Is There A Possibility of War? - watsupptoday.com
Is There A Possibility of War?
Posted 09 Jan 2020 05:41 PM

Watsupptoday

Since the killing of Iran’s Major General Qassem Soleimani in a US airstrike in Baghdad on Friday, the question being asked across the world is: how far will this escalation go, and will it eventually lead to war? Analysts appear to be generally agreed that while Iran will be forced to retaliate, likely against US installations, both sides will be wary of declaring outright war.

How it reached this stage

The US and Iran have already been in confrontation for over a week, with each attack leading to a counterattack. On December 27, more than 30 rockets were launched at an Iraqi military base, killing an American contractor. The US responded on December 29 with airstrikes on sites in Iraq and Syria, killing 24 members of an Iranian-backed militia. On December 31, pro-Iranian militia members laid siege to the US Embassy in Baghdad, trapping American diplomats for more than 24 hours. Then came the US drone strike that killed Soleimani and others.

Retaliation inevitable

The killing forced Iran’s hand, and Tehran immediately warned of retaliation. In fact, on Saturday itself, two rockets hit Iraq’s Al-Balad airbase where US troops are stationed, while two mortars hit Baghdad’s Green Zone that houses the US embassy, the AFP news agency reported. Such a backlash was being anticipated in US installations in Iraq.

While the US has sought to justify the killing of Soleimani by citing the role the general and his Quds Force played in the deaths of Americans over the years, including the death in the December 27 strike, the fact is that neither side has managed to calibrate its attacks in a way that would have forced the other to back down. Each strike has led to a more severe retaliation.

Also, by clearing the killing of Soleimani, President Donald Trump has taken a step his predecessors had avoided. Soleimani had been in the cross-hairs of the US for decades, but neither President George W Bush nor President Barack Obama went so far. According to The New York Times, both Presidents had reasoned that killing Soleimani would only risk a wider war with the country, undermining the US in a region that had already cost plenty of lives.

What kind of escalation

For Iran, the stakes are high, but so are the risks. What kind of balance will Tehran look for?

“It will likely aim for counterattacks damaging enough to convince the United States that killing (Soleimani) was not worth it — a high bar, given his value and the United States’ far superior strength — but not so damaging as to trigger further conflict,” according to ‘The Interpreter’ column in The New York Times.

What that could mean is small, disjointed attacks on the installations of the US or allies in the Middle East.
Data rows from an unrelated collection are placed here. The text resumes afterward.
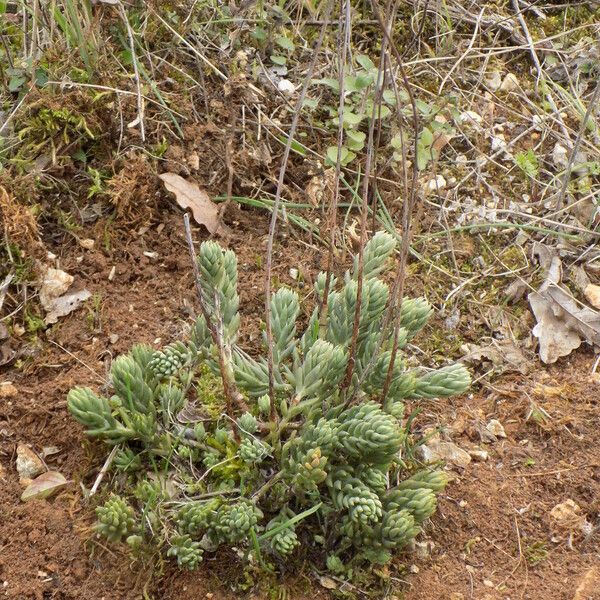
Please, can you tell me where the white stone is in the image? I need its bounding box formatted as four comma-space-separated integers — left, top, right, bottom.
425, 175, 446, 192
485, 419, 506, 437
277, 79, 296, 96
500, 73, 519, 92
16, 442, 46, 480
Saturday’s attacks fall under that strategy. But analysts believe Iran will also be conscious that it is more vulnerable than the US, with all the conflict likely to be in the Middle East itself, including within Iran.

That said, Iran’s military capabilities are higher than those of others in its neighborhood. The US might be wary of that. At the same time, analysts believe Iran would require time to put together a working nuclear warhead. That possibility would end if the US chooses to strike Iran’s nuclear installations.

Can it be war?

A lot will depend on how provocative Iran’s inevitable retaliation turns out to be. If these provoke the US into a direct strike on Iran, it can potentially open up the threat of a sustained war.

“While the possibility of an unintended slide to war is impossible to rule out, fears of World War Three —a phrase that trended overnight on social media — are overblown. Russia and China might strenuously object to American attacks, but they are no more likely to join the fight than they were when the United States invaded Iraq or helped to topple Libya’s government,” ‘The Interpreter’ noted.